TLDR
- PDD Holdings Q3 revenue reached $15.2 billion, up 9% but below analyst expectations of $15.4 billion
- Earnings per ADS hit 21.08 yuan, surpassing estimates of 16.59 yuan with a 13.4% year-over-year increase
- Revenue growth accelerated from 7% in Q2 to 9% in Q3, ending several quarters of deceleration
- Competition from Alibaba and JD.com pressures domestic business while Temu adapts to U.S. tariff changes
- Shares dropped 3.6% to $124.37 in premarket trading despite the earnings beat
PDD Holdings delivered mixed third quarter results that left investors wanting more. The e-commerce giant behind Temu and Pinduoduo exceeded earnings targets but came up short on the top line.
The company posted adjusted earnings of 21.08 yuan per American depositary share. That beat analyst expectations of 16.59 yuan by a comfortable margin. Earnings climbed 13.4% compared to the same quarter last year.
Revenue growth told a less impressive story. PDD generated $15.2 billion in quarterly revenue, representing 9% growth year-over-year. However, analysts had projected $15.4 billion in sales.
The stock sold off in premarket trading Tuesday. Shares declined 3.6% to $124.37 as investors focused on the revenue shortfall rather than the earnings beat.
Growth Rate Shows Improvement
The quarter actually brought some good news on the growth front. PDD’s 9% revenue expansion marked an acceleration from the previous quarter’s 7% rate.
That ended a string of declining growth rates that worried investors. The company had grown revenue 10% in Q1, 24% in Q4 2024, and 44% in Q3 2024.
VP of Finance Jun Liu addressed the slower pace. “Revenues growth continued to moderate, reflecting the ongoing evolution of the competitive landscape and external uncertainties,” Liu stated in the earnings release.
Online marketing services revenue increased 8% to $7.5 billion. Transaction services grew faster at 10%, reaching $7.7 billion for the quarter.

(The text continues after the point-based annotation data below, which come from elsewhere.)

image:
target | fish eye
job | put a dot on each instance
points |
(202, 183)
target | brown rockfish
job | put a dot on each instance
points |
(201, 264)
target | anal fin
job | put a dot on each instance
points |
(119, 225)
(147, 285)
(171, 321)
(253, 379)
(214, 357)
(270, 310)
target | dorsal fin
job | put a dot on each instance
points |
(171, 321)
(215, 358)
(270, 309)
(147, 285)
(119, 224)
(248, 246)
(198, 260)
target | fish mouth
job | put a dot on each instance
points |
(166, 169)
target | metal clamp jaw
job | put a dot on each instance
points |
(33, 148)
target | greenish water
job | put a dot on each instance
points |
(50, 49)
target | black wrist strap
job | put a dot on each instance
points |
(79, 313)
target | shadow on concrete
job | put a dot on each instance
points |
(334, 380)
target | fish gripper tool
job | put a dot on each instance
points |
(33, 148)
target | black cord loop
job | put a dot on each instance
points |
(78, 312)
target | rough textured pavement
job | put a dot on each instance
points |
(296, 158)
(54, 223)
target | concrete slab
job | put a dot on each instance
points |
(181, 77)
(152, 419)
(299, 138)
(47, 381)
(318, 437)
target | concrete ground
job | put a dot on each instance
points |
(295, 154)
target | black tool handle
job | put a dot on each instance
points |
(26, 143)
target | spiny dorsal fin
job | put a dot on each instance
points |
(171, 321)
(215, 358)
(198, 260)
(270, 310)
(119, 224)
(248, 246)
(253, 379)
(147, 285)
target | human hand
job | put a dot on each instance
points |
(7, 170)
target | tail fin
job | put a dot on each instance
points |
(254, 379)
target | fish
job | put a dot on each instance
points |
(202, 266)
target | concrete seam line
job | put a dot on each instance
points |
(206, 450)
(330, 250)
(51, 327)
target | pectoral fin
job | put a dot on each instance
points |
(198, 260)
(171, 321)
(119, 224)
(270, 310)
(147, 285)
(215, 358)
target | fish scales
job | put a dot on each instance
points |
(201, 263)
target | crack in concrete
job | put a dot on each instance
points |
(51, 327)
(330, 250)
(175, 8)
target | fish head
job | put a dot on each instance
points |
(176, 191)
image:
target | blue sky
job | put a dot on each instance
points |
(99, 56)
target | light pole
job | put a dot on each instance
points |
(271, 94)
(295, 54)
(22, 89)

Net income attributable to shareholders jumped 17% to $4.1 billion. Operating profit edged higher to $3.5 billion from $3.4 billion in the year-ago period.
Competition Intensifies Across Markets
PDD faces mounting challenges in its home market. Chinese consumer spending remains weak while competitors Alibaba and JD.com have stepped up their game.
The Temu platform confronts its own headwinds internationally. Changes to U.S. tariff exemptions for small imports have forced the company to adjust its strategy. New rivals have also emerged in key global markets.
Chairman and Co-CEO Lei Chen struck an optimistic tone despite the challenges. “As we grow in scale, we are prepared to take on greater social responsibility,” Chen said in announcing the results.
Rising Investment Pressures Margins
Operating costs surged 18% as fulfillment fees, server costs, and payment processing expenses all increased. Research and development spending jumped 41% to $608.5 million on higher staff and infrastructure costs.
The company warned that financial performance would remain choppy. “As we roll out greater merchant support initiatives and ecosystem investments, financial results may continue to fluctuate,” Liu said.
Operating cash flow climbed to $6.4 billion from $3.9 billion a year earlier. The company held $59.5 billion in cash and short-term investments as of September 30.
PDD stock had been performing well before the latest results. Shares were up 33% year-to-date and hit a 52-week high of $139.41 on October 29. However, the stock broke below its 50-day moving average Friday and extended losses Monday before Tuesday’s premarket decline.